GLM-5 Benchmarks 2026: SWE-bench and BrowseComp Results

TL;DR: Z.ai’s GLM-5 is a 744B parameter open-weights model (40B active via MoE) that scores 77.8% on SWE-bench Verified — the highest of any open-weights model — and 62.0 on BrowseComp, nearly doubling Claude Opus 4.5’s 37.0. The benchmark positioning is strong. The deployment math is more complicated.

Key Takeaways

GLM-5 scores 77.8% on SWE-bench Verified — the highest open-weights result to date on software engineering task completion.
BrowseComp score of 62.0 vs Claude Opus 4.5’s 37.0 — a 25-point gap on multi-step web research, which is harder to attribute to benchmark gaming.
744B total parameters, 40B active via sparse MoE — inference cost is closer to a 40B dense model, but hosting requires ~1.5TB VRAM.
AIME 2026 I: 92.7 vs Claude Opus 4.5’s 93.3 — essentially tied on frontier math reasoning.
First open-weights model to exceed 50 on the Artificial Analysis Intelligence Index v4.0.
Failure modes: long-context degradation patterns uncharacterized at production scale; expert utilization distribution not publicly profiled.

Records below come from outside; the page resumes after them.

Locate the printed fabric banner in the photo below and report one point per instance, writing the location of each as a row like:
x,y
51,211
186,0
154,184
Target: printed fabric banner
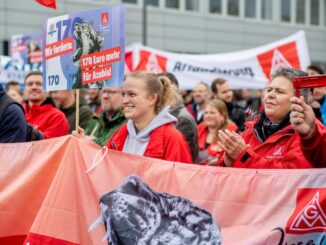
x,y
69,191
26,49
11,72
84,50
244,69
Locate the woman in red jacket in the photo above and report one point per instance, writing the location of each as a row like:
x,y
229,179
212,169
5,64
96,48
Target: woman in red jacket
x,y
312,132
215,118
150,130
270,141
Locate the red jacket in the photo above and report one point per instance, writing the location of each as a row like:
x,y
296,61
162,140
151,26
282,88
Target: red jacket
x,y
314,148
165,142
213,149
48,119
280,150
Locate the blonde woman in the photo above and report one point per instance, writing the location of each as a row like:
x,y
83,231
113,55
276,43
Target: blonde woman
x,y
150,130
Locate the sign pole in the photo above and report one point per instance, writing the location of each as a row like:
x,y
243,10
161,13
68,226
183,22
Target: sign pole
x,y
77,109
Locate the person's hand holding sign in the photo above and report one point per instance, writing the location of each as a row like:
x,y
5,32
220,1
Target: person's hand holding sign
x,y
232,144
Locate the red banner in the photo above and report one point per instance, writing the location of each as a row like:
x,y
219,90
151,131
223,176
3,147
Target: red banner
x,y
46,196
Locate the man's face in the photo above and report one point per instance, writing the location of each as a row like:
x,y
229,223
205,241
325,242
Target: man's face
x,y
201,94
312,72
111,99
224,92
60,97
34,90
93,93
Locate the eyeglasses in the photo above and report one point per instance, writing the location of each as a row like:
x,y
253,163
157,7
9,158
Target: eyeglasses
x,y
110,92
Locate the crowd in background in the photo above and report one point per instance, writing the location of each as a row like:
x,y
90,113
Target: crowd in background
x,y
150,116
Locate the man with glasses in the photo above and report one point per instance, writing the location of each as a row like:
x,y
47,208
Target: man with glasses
x,y
40,110
111,118
66,102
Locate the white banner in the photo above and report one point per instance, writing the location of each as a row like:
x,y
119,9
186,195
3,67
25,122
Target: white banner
x,y
244,69
11,72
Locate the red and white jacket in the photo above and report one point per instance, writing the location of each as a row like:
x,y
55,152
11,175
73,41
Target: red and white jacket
x,y
279,151
47,119
165,142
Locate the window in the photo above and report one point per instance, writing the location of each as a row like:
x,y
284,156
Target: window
x,y
152,2
285,10
192,5
215,6
129,1
266,9
300,11
250,8
233,7
174,4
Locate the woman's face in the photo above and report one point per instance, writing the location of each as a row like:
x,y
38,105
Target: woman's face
x,y
15,95
135,100
212,117
277,98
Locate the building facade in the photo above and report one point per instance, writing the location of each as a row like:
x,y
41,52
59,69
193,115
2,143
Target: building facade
x,y
189,26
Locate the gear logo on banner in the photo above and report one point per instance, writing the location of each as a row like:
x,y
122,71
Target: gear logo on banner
x,y
282,56
151,62
309,215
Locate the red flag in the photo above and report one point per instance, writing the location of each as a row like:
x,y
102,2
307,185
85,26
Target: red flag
x,y
48,3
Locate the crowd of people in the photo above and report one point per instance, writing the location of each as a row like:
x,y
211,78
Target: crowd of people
x,y
150,116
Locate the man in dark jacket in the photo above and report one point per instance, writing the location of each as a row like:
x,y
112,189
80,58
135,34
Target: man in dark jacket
x,y
221,90
13,126
186,123
66,102
202,95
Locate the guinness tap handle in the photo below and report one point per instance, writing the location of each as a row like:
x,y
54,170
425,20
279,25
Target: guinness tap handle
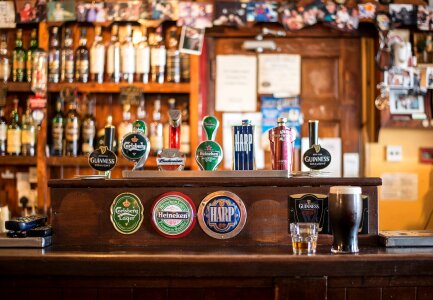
x,y
313,131
109,136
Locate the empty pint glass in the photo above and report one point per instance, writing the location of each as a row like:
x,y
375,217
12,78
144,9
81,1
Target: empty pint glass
x,y
345,211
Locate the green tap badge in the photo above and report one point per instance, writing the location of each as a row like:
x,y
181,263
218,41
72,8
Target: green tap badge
x,y
209,153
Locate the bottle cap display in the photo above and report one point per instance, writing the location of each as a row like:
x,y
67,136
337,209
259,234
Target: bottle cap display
x,y
173,215
222,215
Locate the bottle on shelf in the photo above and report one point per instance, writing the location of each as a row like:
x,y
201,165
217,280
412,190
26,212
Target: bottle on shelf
x,y
171,105
82,59
113,56
97,57
72,128
173,55
14,132
19,59
143,58
68,58
30,54
5,67
28,133
57,129
3,130
127,53
125,126
156,129
54,56
88,130
157,56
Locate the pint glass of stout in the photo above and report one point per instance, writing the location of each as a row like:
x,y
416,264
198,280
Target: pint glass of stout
x,y
345,211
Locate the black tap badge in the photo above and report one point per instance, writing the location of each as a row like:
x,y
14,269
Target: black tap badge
x,y
316,158
102,159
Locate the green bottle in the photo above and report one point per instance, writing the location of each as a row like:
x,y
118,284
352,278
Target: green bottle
x,y
19,59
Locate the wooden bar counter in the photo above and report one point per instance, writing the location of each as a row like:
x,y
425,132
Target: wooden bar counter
x,y
91,260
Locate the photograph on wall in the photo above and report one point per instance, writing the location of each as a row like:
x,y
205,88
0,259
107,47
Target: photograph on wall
x,y
91,12
191,40
166,10
59,11
262,12
404,101
403,14
30,11
232,14
195,14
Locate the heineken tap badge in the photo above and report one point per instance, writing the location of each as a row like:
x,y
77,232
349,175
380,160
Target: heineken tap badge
x,y
135,145
209,153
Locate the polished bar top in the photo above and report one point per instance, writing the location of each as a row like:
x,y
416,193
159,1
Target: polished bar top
x,y
262,261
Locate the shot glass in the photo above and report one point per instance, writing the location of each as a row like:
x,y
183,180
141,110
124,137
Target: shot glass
x,y
304,237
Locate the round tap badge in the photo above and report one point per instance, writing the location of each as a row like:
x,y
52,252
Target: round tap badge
x,y
173,215
127,213
222,215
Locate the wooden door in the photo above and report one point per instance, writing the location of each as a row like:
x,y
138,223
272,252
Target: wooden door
x,y
330,83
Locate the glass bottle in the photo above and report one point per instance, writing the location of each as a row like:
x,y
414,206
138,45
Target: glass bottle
x,y
88,130
54,56
173,56
28,133
72,129
157,57
19,59
127,52
30,54
68,58
156,129
97,57
82,59
14,132
5,68
113,56
3,130
143,59
57,129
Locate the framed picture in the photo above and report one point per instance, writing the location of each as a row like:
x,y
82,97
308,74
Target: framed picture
x,y
61,11
191,40
404,101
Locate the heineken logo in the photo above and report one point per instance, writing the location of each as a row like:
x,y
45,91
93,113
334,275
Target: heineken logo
x,y
102,159
173,215
127,213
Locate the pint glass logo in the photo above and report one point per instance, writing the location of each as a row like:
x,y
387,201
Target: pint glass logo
x,y
127,213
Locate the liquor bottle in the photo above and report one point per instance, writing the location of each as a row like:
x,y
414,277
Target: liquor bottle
x,y
157,57
68,58
28,133
57,129
30,54
156,129
54,56
5,67
88,130
82,59
185,138
171,106
125,126
113,56
97,57
72,129
3,130
173,56
14,132
127,53
143,59
19,59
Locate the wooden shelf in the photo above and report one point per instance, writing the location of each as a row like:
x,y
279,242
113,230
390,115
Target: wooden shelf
x,y
17,161
111,87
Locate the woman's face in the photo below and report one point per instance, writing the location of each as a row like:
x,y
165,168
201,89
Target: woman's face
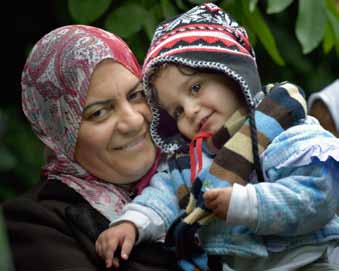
x,y
113,142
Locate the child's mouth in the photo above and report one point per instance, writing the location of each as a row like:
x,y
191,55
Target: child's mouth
x,y
203,123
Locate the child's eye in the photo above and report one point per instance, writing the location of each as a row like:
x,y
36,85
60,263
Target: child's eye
x,y
178,113
136,95
195,88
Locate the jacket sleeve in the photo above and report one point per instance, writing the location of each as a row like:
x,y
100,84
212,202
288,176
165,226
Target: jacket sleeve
x,y
300,167
154,210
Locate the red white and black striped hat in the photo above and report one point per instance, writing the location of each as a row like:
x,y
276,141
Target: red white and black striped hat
x,y
205,37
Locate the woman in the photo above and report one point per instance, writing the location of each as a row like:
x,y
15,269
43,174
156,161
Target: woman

GLM-5 Benchmarks: What the Open-Source 744B Model Scores on SWE-bench and BrowseComp

Z.ai released GLM-5 in March 2026 with benchmark results that shift the open vs. closed-source comparison in a concrete direction. On SWE-bench Verified, it scores 77.8% — the highest number posted by any open-weights model on software engineering task completion. On BrowseComp, a multi-step web research benchmark, it scores 62.0. Claude Opus 4.5 scores 37.0 on the same benchmark.

Those numbers need context before they mean anything actionable. GLM-5 is a Mixture-of-Experts model. Total parameters: 744B. Active parameters per forward pass: approximately 40B. Running GLM-5 requires infrastructure to host 744B parameters, but the inference compute per step is closer to a 40B dense model. That distinction matters for anyone evaluating deployment costs.

This post works through the benchmark results, the architecture choices behind them, and the parts of the evaluation story that the launch didn’t lead with.

Architecture: 744B Parameters, 40B Active

GLM-5 uses a sparse Mixture-of-Experts architecture. Of the 744B total parameters, only approximately 40B are activated per token during inference. The model was pretrained on 28.5T tokens — roughly double Llama 3 70B’s 15T token training set.

The MoE design has a direct engineering consequence: you need the VRAM and storage to host all 744B parameters (approximately 1.5TB in bfloat16), but each forward pass only touches 40B of them. On a cluster running 8x H100s (640GB total VRAM), GLM-5 fits with careful sharding — but it is not a single-GPU deployment.

Z.ai reports pretraining stability across the full 28.5T token run. What “stability” means operationally — whether they observed loss spikes, gradient norm excursions, or checkpoint failures — is not detailed in the public release documentation. That is a gap in the transparency record worth noting.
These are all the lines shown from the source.